怯えたりお祓いしようとせずに、受け入れてくれましたから。
でも、妻が見ている幽霊は赤の他人です。
すぐに、追い出そうとしたんですが、
『奥さんの喜んだ顔を見ただろう。君は想われているんだね。でも、君には奥さんを笑顔にできないだろう』
そう言われて、何も言い返せなかったんです。
『迷惑はかけないし、奥さんに触れたりもしない』
と、言って、けっきょく居座られてしまって……。
妻は楽しそうに、その男の輪郭に話しかけているんです。
その男の声は伝わらないようで、輪郭でもわかるように、頷いたりして答えています。
その男が現れてからすぐ、妻はふたり分の食事を作るようになりました。
テーブルに向かい合って座るものの、その男も霊なので食べません。
妻がふたり分の食事を平らげます。
元々食べるのが好きで、ふくよかだったんですが、ふたり分の食事を食べているのに、どんどん痩せていくんです。
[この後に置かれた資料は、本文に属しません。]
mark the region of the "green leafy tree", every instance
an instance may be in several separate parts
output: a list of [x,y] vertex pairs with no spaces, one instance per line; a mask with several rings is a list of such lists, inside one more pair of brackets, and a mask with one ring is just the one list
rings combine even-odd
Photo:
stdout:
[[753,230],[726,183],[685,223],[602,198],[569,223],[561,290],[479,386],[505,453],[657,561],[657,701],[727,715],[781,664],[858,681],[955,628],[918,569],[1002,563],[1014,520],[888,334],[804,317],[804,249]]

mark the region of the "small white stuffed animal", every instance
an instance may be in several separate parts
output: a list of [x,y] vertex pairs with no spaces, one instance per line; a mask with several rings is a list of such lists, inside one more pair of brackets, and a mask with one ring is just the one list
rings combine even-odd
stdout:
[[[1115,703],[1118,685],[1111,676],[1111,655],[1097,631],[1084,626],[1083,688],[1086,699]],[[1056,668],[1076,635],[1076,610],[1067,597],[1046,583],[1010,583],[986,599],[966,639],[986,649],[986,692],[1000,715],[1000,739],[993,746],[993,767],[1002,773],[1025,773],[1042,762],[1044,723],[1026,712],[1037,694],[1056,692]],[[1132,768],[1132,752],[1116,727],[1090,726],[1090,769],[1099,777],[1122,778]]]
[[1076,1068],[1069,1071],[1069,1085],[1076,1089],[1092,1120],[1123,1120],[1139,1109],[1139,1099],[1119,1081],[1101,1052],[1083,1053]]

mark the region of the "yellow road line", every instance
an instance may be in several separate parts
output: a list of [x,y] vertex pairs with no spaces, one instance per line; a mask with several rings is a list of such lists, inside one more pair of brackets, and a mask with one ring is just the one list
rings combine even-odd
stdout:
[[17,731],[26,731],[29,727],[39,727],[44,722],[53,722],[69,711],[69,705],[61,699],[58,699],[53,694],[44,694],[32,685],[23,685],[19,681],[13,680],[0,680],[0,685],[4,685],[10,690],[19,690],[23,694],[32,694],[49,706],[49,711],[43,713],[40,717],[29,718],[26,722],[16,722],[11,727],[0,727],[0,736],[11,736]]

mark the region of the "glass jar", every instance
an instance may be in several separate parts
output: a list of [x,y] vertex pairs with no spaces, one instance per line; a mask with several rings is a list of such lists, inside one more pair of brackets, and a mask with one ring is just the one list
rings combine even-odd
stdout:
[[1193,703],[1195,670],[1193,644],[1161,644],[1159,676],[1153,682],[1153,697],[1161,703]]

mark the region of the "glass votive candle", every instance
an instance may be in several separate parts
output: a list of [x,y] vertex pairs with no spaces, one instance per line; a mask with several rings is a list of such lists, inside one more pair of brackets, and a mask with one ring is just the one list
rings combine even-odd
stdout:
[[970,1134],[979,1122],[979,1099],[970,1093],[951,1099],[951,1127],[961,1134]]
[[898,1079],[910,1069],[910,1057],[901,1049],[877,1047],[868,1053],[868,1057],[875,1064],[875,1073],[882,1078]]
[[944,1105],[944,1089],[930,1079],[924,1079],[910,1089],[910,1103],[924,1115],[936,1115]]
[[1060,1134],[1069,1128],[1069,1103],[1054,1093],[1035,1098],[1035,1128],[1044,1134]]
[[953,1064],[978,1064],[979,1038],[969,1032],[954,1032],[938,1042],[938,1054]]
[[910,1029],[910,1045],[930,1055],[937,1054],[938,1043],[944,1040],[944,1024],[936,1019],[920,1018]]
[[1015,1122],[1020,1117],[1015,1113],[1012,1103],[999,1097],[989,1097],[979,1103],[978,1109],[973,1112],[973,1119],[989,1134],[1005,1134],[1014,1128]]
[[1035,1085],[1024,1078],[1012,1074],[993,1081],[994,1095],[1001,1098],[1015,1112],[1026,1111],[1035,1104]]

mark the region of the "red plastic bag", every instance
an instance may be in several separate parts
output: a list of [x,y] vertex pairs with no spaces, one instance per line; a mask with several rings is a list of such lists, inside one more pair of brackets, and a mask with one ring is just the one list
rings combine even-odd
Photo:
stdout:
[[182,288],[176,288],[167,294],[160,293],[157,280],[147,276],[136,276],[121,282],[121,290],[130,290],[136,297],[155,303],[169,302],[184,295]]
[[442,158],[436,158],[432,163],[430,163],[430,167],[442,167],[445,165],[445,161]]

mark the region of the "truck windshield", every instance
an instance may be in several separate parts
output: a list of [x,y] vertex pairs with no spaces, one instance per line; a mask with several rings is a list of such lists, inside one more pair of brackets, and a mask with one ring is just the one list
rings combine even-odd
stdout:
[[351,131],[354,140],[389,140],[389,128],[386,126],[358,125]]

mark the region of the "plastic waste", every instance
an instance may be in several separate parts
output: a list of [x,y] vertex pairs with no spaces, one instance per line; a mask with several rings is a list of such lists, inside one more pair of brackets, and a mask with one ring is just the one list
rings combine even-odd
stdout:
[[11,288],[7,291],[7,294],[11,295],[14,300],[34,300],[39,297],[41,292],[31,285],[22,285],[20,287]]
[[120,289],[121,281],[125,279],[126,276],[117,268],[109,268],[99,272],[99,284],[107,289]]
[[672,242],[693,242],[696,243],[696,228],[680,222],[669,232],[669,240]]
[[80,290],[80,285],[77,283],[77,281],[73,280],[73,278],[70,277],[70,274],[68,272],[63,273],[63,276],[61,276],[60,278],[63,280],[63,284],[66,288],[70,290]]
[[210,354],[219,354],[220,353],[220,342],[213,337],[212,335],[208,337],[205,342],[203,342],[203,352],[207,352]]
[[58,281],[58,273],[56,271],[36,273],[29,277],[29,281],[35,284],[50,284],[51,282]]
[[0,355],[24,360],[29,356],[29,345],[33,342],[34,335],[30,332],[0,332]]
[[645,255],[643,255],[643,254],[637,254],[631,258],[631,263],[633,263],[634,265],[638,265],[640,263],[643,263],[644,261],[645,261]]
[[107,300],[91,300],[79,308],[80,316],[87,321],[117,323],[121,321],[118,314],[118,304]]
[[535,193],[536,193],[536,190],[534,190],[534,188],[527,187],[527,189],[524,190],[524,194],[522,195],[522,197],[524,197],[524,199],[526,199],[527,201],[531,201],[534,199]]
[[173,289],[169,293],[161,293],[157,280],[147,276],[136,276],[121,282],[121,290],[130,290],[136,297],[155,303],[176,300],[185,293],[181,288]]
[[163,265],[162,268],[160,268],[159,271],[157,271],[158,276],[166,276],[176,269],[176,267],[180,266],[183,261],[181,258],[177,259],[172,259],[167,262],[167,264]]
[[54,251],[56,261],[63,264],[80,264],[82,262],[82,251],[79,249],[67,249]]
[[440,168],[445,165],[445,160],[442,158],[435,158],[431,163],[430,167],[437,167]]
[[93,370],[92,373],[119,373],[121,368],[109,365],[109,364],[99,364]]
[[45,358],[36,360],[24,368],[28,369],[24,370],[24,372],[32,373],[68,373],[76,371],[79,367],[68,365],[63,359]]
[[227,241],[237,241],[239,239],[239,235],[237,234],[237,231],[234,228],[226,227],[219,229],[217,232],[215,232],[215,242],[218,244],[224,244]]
最近やっと、その男の霊が妻の生気を吸い取っていることに気付きました。
追い払えない事もない気はするんですが、嬉しそうな妻の姿を見ると、どうしたら良いのか……。
肩を落とし、溜め息交じりに早坂という男は話している。
「やっぱり別人でも、妻が喜んでいるなら――」
「なに言ってるんですか」
早坂の話の途中、カイ君が口をはさんだ。
いつも笑顔のカイ君が、眉を寄せて難しい表情を向けている。
「奥さん、殺されちゃいますよ」
「――っ!」
「生気を吸われて、激痩せしてしまっているんでしょう。痩せた人が痩せ続けるには限界があるんですよ?」
少し厳しい口調で言った。
「……はい」
「そんな、まやかしの喜びじゃなくて、奥さんが前を見ながら生きられるように、願いながら側にいてあげればいいんです。奥さんを想うあなたなら、側に居ても奥さんの生気を吸い取って死に向かわせることは無いんですよ」
「た、確かに……」
両手を握りしめ、早坂は顔をげた。
「会の途中で、すみません。家に戻ります!」
「どうぞ。お気をつけて」
会釈し、早坂は立ち上がった。
座布団に座る幽霊たちの後ろを足早に進み、早坂は本堂の外へ駆け出して行った。
「早坂さん。上手く奥さんを守れると良いですね」
カイ君が言うと参加霊たちも頷き、ひとつだけ開いた座布団に目を向けていた。